For another fifty yards the Federal line—now irregular as a snake-fence—plunged forward; Dad’s regiment, the Blankth Ohio Infantry, forming its foremost point.
But flesh and blood could not stand the increasingly galling fire from the forest. Mortal nerves were not proof against the horrible strain of advancing to be struck down by the invisible, with no chance to strike a single return blow.
To have halted, if only once, and to have fired a chance volley, even ineffective, or its effect unseen, into the trees and underbrush whence poured that hail of death, would have been infinite relief.
But the officers had had their orders from the chattering corps commander. And those orders were to advance at the double and to continue to advance until the Federal line should come to grips with the foe.
Despite the frenzied exertions of their officers, the men began to lag. The trot slacked to a walk. The walk to an almost general and very wavering halt.

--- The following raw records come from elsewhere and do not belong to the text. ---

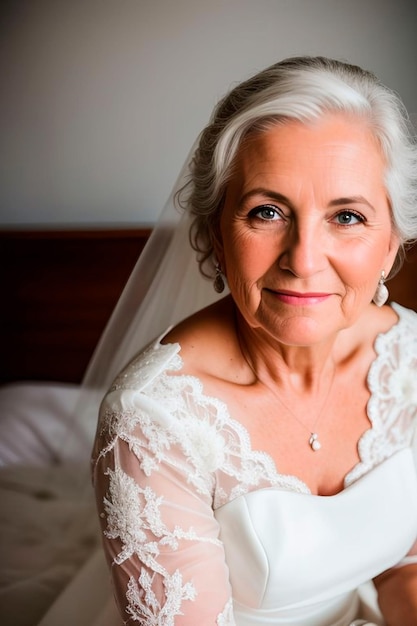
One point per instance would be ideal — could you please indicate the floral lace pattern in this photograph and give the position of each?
(167, 452)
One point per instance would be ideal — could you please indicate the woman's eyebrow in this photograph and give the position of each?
(267, 193)
(279, 197)
(351, 200)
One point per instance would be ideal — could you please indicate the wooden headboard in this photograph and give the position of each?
(60, 287)
(58, 291)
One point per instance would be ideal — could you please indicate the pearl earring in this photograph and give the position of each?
(218, 280)
(381, 293)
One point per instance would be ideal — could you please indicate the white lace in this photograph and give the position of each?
(167, 452)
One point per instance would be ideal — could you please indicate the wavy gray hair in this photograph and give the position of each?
(301, 88)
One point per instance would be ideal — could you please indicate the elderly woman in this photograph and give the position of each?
(254, 464)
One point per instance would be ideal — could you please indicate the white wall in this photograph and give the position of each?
(101, 99)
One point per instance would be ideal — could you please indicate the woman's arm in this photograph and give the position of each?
(397, 595)
(159, 533)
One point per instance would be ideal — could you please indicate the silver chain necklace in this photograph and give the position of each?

Dad, hoarse and exhausted, knew that the next move would be a cave-in of the demoralized line, then a retreat that would change to panic flight and a universal hurling away of rifles and knapsacks. Moreover, that soldiers who once allowed themselves to flee in that fashion would never again be the same men.
Their usefulness in war would be impaired by full fifty per cent., even as a horse that once has run away is no longer to be trusted.
The old man redoubled his furious efforts to rally his regiment and to force it onward to the charge. The whole crooked line had halted.
It was wavering like the tail of a kite. Presently it must snap.
Then—from nowhere in particular—from the skies, some vowed afterward—came a diversion.